Is any of this "free speech"? It's another claim a lot of particularly stupid spammers like to make, usually those based within the continental U.S. There's a huge gaping hole in that argument though, and it's right there in the U.S. Constitution's first amendment, the same amendment all these U.S.-based lying spammers love to hide behind. It's a bit of a thorny discussion, but as with most legal issues: if you do your research, you'll discover that sometimes the most obvious answer is the right one. Yes, some commercial speech is free speech. That is mostly limited to Joe Homeowner putting a "for sale" sign on his lawn. (And in fact, there is actual case law regarding that exact use of "free speech.") There are amendments so that larger corporations (including the likes of Pfizer) can tell people about their heavily regulated products without having to have each commercial last several minutes instead of 30 seconds.

However: that doesn't mean that you can say whatever you want in an advertisement, and then turn around and call that "free speech." Similarly: An average citizen cannot threaten someone with death, and claim that they were exercising their "free speech rights." Neither the law, the constitution, or this amendment allow for these acts toi be protected.

And I quote:

certain commercial speech is not entitled to protection; the informational function of advertising is the First Amendment concern and if it does not accurately inform the public about lawful activity, it can be suppressed.
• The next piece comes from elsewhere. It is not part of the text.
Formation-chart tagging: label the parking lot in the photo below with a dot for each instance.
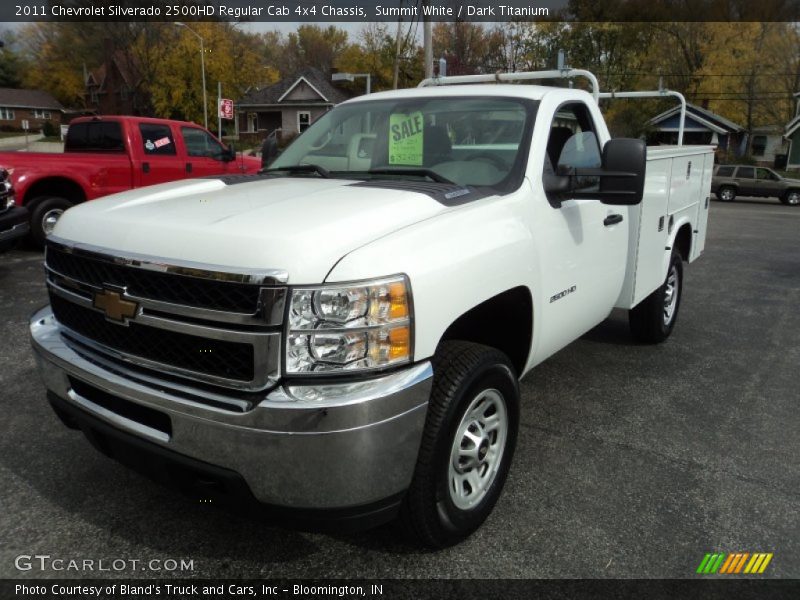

The message I quoted above purely violates that amendment. It's only one of several hundred such messages I receive daily.

It's lying in its statement of who it claims to represent (The United States National Medical Association). If one were to look that up, they would discover that the actual NMA describes itself as "the largest and oldest national organization representing African-American physicians and their patients in the United States." [Wikipedia] That kind of misrepresentation is considered libelous, and the Actual NMA would have a rock solid case, should they choose to sue these malicious and illegally-operating spammers.

The message further lies about their so-called "blacklist". There is no such list.

And of course they're lying about their claim of being "specifically established to protect the consumer".

They also lie about having "experts" on their staff, at least when it comes to any kind of medical expert. The only "experts" they hire are criminals who are adept at lying and hijacking public servers, and who can create botnets to infect the public's PC's so that they can then be used by these same criminals for spamming messages like these.

The day that someone cracks down on these imbeciles will be a great day indeed. In the meantime we have more of this crap coming by the hour. I for one don't intend to take it sitting down.